Dès lors, en l'absence d’éléments nouveaux par rapport au jugement précité, qui avait statué sur la demande de délais de Monsieur [M] [L], sa nouvelle demande se heurte à l’autorité de la chose jugée et sera, en conséquence, déclarée irrecevable.
Sur les demandes accessoires
a) Sur les dépens
Aux termes de l'article 696 du code de procédure civile, la partie perdante est condamnée aux dépens, à moins que le juge, par décision motivée, n'en mette la totalité ou une fraction à la charge d'une autre partie.
Monsieur [M] [L] supportera la charge des éventuels dépens.
b) Sur les frais irrépétibles
En application de l'article 700 du code de procédure civile, dans toutes les instances le juge condamne la partie tenue aux dépens ou, à défaut, la partie perdante à payer à l'autre partie la somme qu'il détermine au titre des frais exposés et non compris dans les dépens. Le juge tient compte de l'équité ou de la situation économique de la partie condamnée. Il peut, même d'office, pour des raisons tirées des mêmes considérations, dire qu'il n'y a lieu à condamnation.
Aucune demande n’est formulée par les parties à ce titre. Par suite, il sera dit n'y avoir lieu à application de l'article 700 précité.
Dispositif
PAR CES MOTIFS
Le juge de l'exécution, statuant après débats en audience publique, par jugement réputé contradictoire, en premier ressort et prononcé par mise à disposition au Greffe,
DECLARE Monsieur [M] [L] irrecevable en sa demande de délais pour quitter les lieux situé [Adresse 5] [Adresse 6] [Localité 3] ;
DIT n'y avoir lieu à condamnation en application des dispositions de l'article 700 du code de procédure civile ;
CONDAMNE Monsieur [M] [L] aux entiers dépens ;
RAPPELLE que la présente décision est de plein droit assortie de l'exécution provisoire.
Ainsi jugé et prononcé au Palais de Justice de Bobigny le 24 juin 2026.
LA GREFFIÈRE, LE JUGE DE L'EXÉCUTION,
Zaia HALIFA Stéphane Uberti-Sorin
Questions fréquentes
Qu'est-ce qu'un sursis avant expulsion ?
Un sursis avant expulsion est une mesure qui permet de retarder l'expulsion d'un occupant d'un logement pour une durée déterminée.

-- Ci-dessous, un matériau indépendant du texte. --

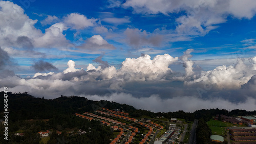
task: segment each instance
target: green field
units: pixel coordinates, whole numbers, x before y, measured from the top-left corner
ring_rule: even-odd
[[[50,136],[42,137],[40,140],[39,143],[47,143],[47,142],[50,140]]]
[[[219,121],[211,119],[207,122],[208,126],[211,130],[212,134],[224,135],[225,133],[225,128],[229,127],[247,127],[245,124],[234,125],[228,122],[222,122]]]

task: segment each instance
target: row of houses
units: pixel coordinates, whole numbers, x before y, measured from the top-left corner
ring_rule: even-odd
[[[123,115],[118,115],[118,114],[114,114],[114,113],[106,112],[102,111],[101,110],[96,110],[96,111],[95,111],[95,112],[97,112],[98,113],[100,113],[100,114],[103,114],[103,115],[107,115],[107,116],[112,116],[114,117],[117,117],[117,118],[121,118],[121,119],[124,119],[125,121],[131,121],[131,122],[136,122],[138,121],[138,119],[134,118],[129,117],[127,117],[125,116],[123,116]]]
[[[123,136],[125,136],[126,135],[123,131],[119,132],[119,134],[111,141],[110,144],[116,144],[117,142],[120,142],[120,140],[123,139]]]
[[[223,114],[217,114],[214,118],[215,120],[220,120],[220,117],[221,121],[223,122],[229,122],[233,124],[243,125],[243,124],[247,124],[249,123],[251,125],[256,123],[256,117],[252,116],[241,116],[237,117],[234,116],[227,116]]]
[[[116,120],[114,120],[114,119],[111,119],[111,118],[106,118],[104,116],[101,116],[100,115],[94,114],[92,113],[84,112],[83,114],[86,114],[87,115],[89,115],[90,116],[94,117],[95,119],[96,119],[96,120],[99,120],[99,119],[101,120],[101,123],[103,123],[103,125],[106,125],[105,124],[106,123],[106,124],[109,124],[109,125],[108,124],[107,126],[110,126],[110,123],[112,123],[112,124],[115,125],[120,125],[121,126],[124,126],[126,125],[125,123],[121,123],[120,122],[119,122],[119,121],[117,121]],[[105,122],[103,121],[105,121],[105,122],[108,122],[109,123]]]
[[[159,124],[154,123],[152,122],[148,122],[148,124],[150,124],[150,125],[153,126],[153,127],[157,127],[157,128],[158,128],[159,129],[163,129],[163,126],[160,126]]]
[[[249,127],[228,128],[231,132],[231,139],[234,141],[256,141],[256,128]]]
[[[82,117],[82,118],[86,118],[87,119],[88,119],[90,122],[91,122],[92,120],[93,119],[93,118],[92,117],[88,117],[88,116],[84,116],[83,115],[82,115],[82,114],[78,114],[78,113],[75,113],[75,115],[76,116],[78,116],[79,117]]]
[[[124,116],[128,116],[128,115],[129,115],[129,114],[128,113],[125,113],[125,112],[121,112],[121,111],[114,111],[114,110],[109,110],[109,109],[108,109],[107,108],[101,108],[101,109],[102,110],[105,110],[105,111],[106,111],[111,113],[119,114],[119,115],[124,115]]]

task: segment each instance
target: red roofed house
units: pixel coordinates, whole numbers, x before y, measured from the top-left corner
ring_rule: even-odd
[[[40,137],[49,136],[49,131],[47,130],[46,132],[39,132],[38,134],[40,134]]]
[[[112,128],[113,129],[113,130],[116,131],[118,129],[118,127],[117,126],[114,126],[112,127]]]
[[[133,141],[133,139],[128,139],[128,140],[127,141],[128,141],[128,142],[129,142],[129,143],[131,143],[131,142],[132,142],[132,141]]]
[[[116,140],[113,140],[112,141],[111,141],[111,143],[110,143],[111,144],[116,144]]]
[[[142,140],[141,140],[141,142],[142,142],[143,143],[145,143],[145,142],[146,142],[146,139],[142,139]]]
[[[163,127],[161,126],[158,126],[158,127],[157,127],[157,128],[159,128],[159,129],[163,129]]]
[[[118,130],[120,131],[123,131],[123,129],[121,128],[118,128]]]
[[[153,126],[154,126],[154,127],[157,127],[157,126],[158,126],[158,124],[153,124]]]

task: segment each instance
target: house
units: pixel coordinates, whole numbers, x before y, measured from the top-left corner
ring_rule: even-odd
[[[119,132],[119,134],[121,134],[122,135],[124,135],[124,132],[123,131],[120,131]]]
[[[159,129],[163,129],[163,126],[158,126],[158,127],[157,127],[158,128],[159,128]]]
[[[112,141],[111,141],[111,143],[110,143],[111,144],[116,144],[116,141],[114,140],[113,140]]]
[[[121,128],[118,128],[118,130],[120,131],[123,131],[123,129]]]
[[[177,118],[170,118],[170,121],[172,123],[177,123]]]
[[[47,130],[46,132],[39,132],[38,134],[40,135],[40,137],[48,136],[50,131]]]
[[[157,127],[157,126],[158,126],[158,124],[153,124],[153,126],[154,126],[154,127]]]
[[[60,134],[61,134],[61,132],[60,132],[60,131],[58,131],[58,130],[56,130],[56,132],[57,133],[57,134],[58,135],[60,135]]]
[[[114,126],[112,127],[112,128],[113,128],[113,130],[116,131],[118,129],[118,127],[117,126]]]
[[[17,133],[15,134],[15,135],[17,136],[24,136],[24,133]]]
[[[128,140],[127,140],[127,141],[129,143],[131,143],[132,141],[133,141],[133,139],[128,139]]]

Pourquoi ma demande de sursis a-t-elle été déclarée irrecevable ?
Votre demande a été déclarée irrecevable car elle ne présentait pas d'éléments nouveaux par rapport à un jugement antérieur qui avait déjà statué sur la même question.

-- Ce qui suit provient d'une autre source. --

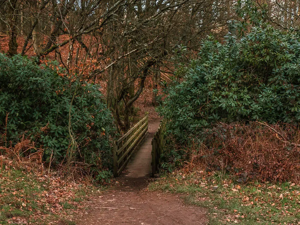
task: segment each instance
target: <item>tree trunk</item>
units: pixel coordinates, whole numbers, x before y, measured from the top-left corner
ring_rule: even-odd
[[[9,34],[9,41],[8,42],[8,54],[12,56],[17,54],[18,43],[17,42],[17,30],[16,26],[18,16],[18,10],[16,8],[16,0],[12,1],[11,4],[10,5],[10,13],[11,16],[10,22],[10,31]]]
[[[160,81],[160,70],[159,66],[158,65],[156,66],[156,71],[154,73],[152,76],[152,87],[154,90],[157,89],[159,82]],[[152,92],[152,105],[156,106],[157,105],[156,102],[156,92]]]

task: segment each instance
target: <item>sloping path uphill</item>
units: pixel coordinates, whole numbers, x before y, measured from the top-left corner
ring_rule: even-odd
[[[148,133],[118,179],[119,185],[94,196],[90,209],[83,217],[79,217],[77,224],[206,224],[203,209],[185,205],[178,195],[151,191],[147,188],[151,169],[148,165],[151,161],[151,140],[159,123],[159,120],[149,122]]]

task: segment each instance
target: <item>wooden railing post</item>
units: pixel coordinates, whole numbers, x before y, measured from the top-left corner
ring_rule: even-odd
[[[120,175],[148,131],[148,115],[114,142],[113,174]]]
[[[113,176],[115,177],[118,176],[118,156],[117,155],[118,146],[117,145],[116,142],[116,141],[114,141],[113,150]]]
[[[152,176],[157,172],[158,166],[160,163],[160,156],[165,146],[165,130],[166,124],[165,122],[163,122],[160,125],[157,131],[154,134],[151,142],[152,144]]]

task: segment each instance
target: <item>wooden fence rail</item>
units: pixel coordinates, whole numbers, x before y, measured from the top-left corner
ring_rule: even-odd
[[[148,115],[114,143],[113,174],[120,175],[148,131]]]
[[[165,146],[164,138],[166,131],[166,123],[163,122],[159,125],[158,129],[154,134],[152,139],[152,151],[151,156],[152,160],[151,166],[152,171],[151,175],[153,176],[158,172],[158,166],[160,164],[160,155]]]

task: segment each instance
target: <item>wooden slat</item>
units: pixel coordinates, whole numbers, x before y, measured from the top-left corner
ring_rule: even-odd
[[[124,159],[124,157],[125,157],[125,156],[126,156],[127,155],[127,154],[128,154],[128,152],[129,152],[129,151],[134,146],[135,144],[136,144],[138,141],[139,140],[140,140],[140,138],[141,137],[141,136],[142,136],[143,134],[144,133],[144,132],[147,130],[147,128],[145,128],[145,129],[144,129],[144,130],[143,131],[143,132],[141,133],[139,135],[139,136],[138,136],[137,138],[135,139],[135,140],[134,141],[134,142],[131,145],[130,145],[130,146],[129,147],[129,148],[128,148],[127,149],[127,150],[126,151],[126,152],[125,153],[124,153],[124,154],[123,154],[123,155],[121,156],[121,158],[119,159],[118,159],[118,165],[120,164],[120,162],[122,160],[123,160],[123,159]]]
[[[124,139],[126,138],[128,135],[130,134],[131,132],[133,132],[137,127],[141,123],[145,121],[146,119],[148,118],[148,115],[146,116],[145,117],[142,119],[140,121],[134,125],[132,128],[131,128],[129,130],[128,130],[126,134],[122,136],[121,137],[119,138],[118,141],[118,144],[121,141],[124,140]]]
[[[158,166],[160,164],[160,157],[164,147],[165,141],[164,133],[166,130],[166,124],[164,122],[160,123],[158,130],[155,132],[152,140],[152,157],[151,164],[152,168],[152,175],[157,172]]]
[[[148,130],[148,115],[142,119],[114,143],[114,176],[122,172],[135,148]]]

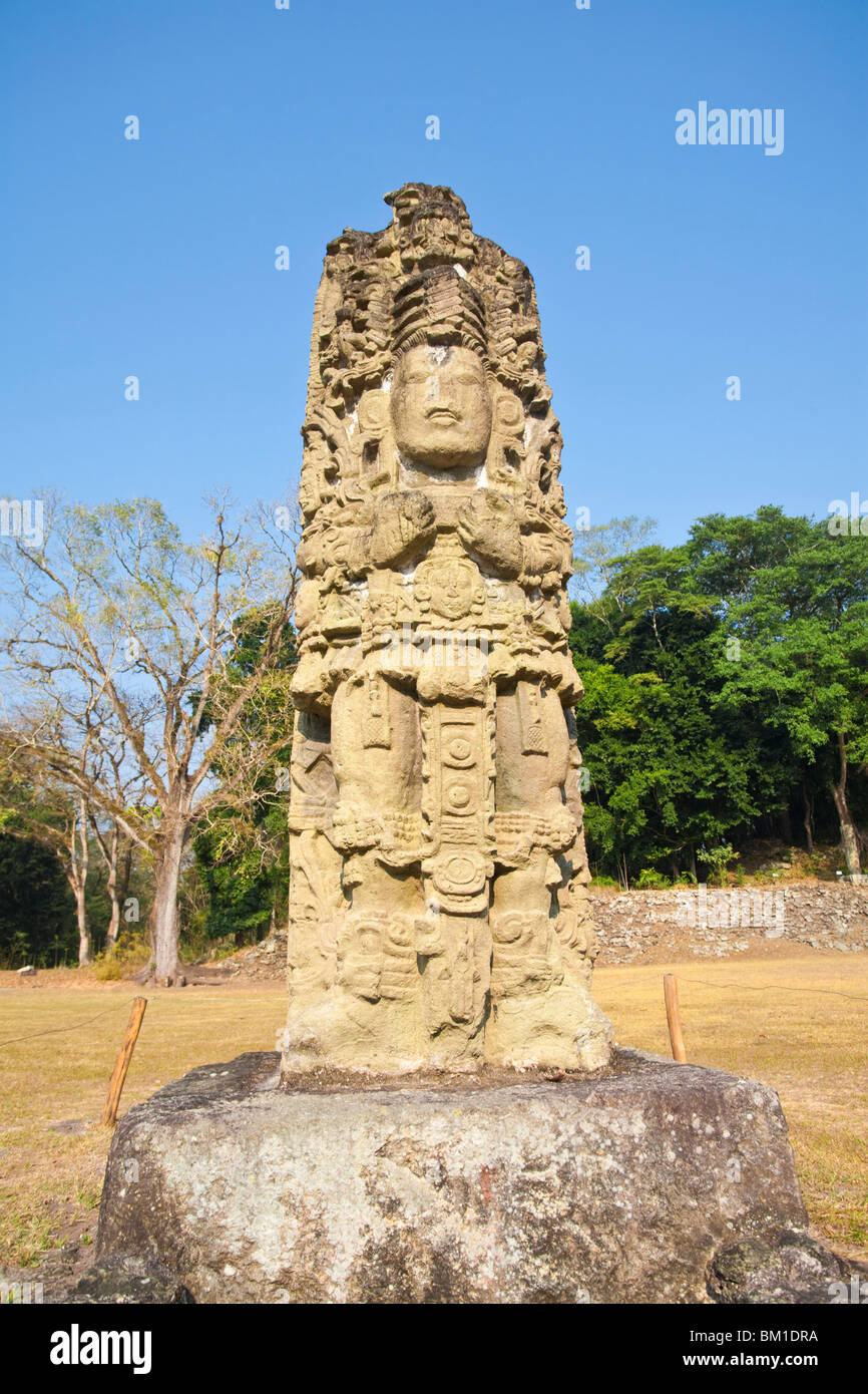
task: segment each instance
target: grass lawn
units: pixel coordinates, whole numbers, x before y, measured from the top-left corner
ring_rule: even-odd
[[[815,1231],[865,1257],[868,955],[600,967],[595,995],[621,1044],[669,1054],[665,972],[679,974],[691,1062],[779,1092]],[[99,1115],[134,995],[128,983],[72,970],[24,981],[0,973],[0,1263],[92,1242],[110,1140]],[[274,1050],[286,1011],[280,983],[146,995],[121,1114],[194,1065]],[[84,1131],[56,1129],[70,1121]]]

Quels éléments peuvent justifier un nouveau sursis avant expulsion ?
Des éléments nouveaux tels qu'un changement de situation personnelle, comme un divorce ou un licenciement, peuvent justifier une nouvelle demande de sursis.

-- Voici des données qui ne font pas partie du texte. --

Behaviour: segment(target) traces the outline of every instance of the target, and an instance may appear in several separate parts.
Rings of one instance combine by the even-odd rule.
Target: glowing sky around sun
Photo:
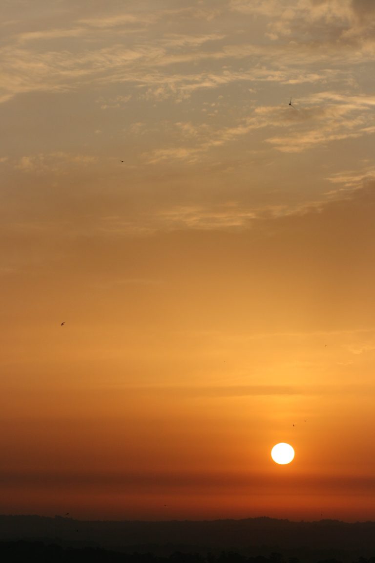
[[[0,22],[0,513],[375,519],[372,0]]]

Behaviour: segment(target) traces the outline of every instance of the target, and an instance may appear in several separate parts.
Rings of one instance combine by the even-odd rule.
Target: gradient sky
[[[0,12],[0,512],[375,519],[375,3]]]

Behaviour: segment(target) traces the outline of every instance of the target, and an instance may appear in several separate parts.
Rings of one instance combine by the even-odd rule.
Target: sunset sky
[[[0,21],[0,513],[375,520],[373,0]]]

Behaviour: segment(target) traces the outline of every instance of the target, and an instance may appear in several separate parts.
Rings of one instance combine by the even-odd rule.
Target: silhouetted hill
[[[0,542],[2,563],[299,563],[299,560],[287,560],[281,553],[273,553],[269,557],[247,557],[234,552],[222,552],[218,555],[176,552],[168,557],[148,553],[124,553],[99,547],[64,548],[57,544],[19,540]],[[342,563],[337,559],[315,563]],[[360,557],[353,563],[375,563],[375,557]]]
[[[84,521],[61,516],[0,516],[0,541],[31,539],[66,548],[105,548],[123,553],[150,552],[159,557],[169,557],[176,552],[184,553],[186,558],[187,554],[192,553],[202,556],[211,553],[217,557],[221,552],[231,551],[237,552],[240,557],[251,558],[269,557],[274,553],[275,558],[272,563],[281,563],[282,557],[277,560],[278,553],[282,553],[287,562],[298,559],[301,563],[333,559],[350,563],[360,557],[368,559],[375,556],[373,522],[291,522],[265,517],[204,521]]]

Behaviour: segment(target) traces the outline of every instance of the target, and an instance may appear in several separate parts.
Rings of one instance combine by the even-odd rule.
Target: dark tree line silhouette
[[[223,551],[219,555],[177,552],[169,557],[151,553],[124,553],[101,547],[62,547],[54,543],[24,540],[0,542],[2,563],[300,563],[295,557],[285,558],[273,552],[269,557],[247,557],[233,551]],[[315,563],[341,563],[337,559],[328,559]],[[353,563],[375,563],[375,556],[360,557]]]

Quels sont mes droits en tant que locataire face à une expulsion ?
En tant que locataire, vous avez le droit de demander un sursis avant expulsion et de contester la décision d'expulsion si vous pouvez prouver des circonstances atténuantes.
Comment se déroule une audience pour une demande de sursis avant expulsion ?
Lors de l'audience, le juge examine la demande, écoute les arguments des parties et peut décider d'accorder ou non le sursis en fonction des éléments présentés.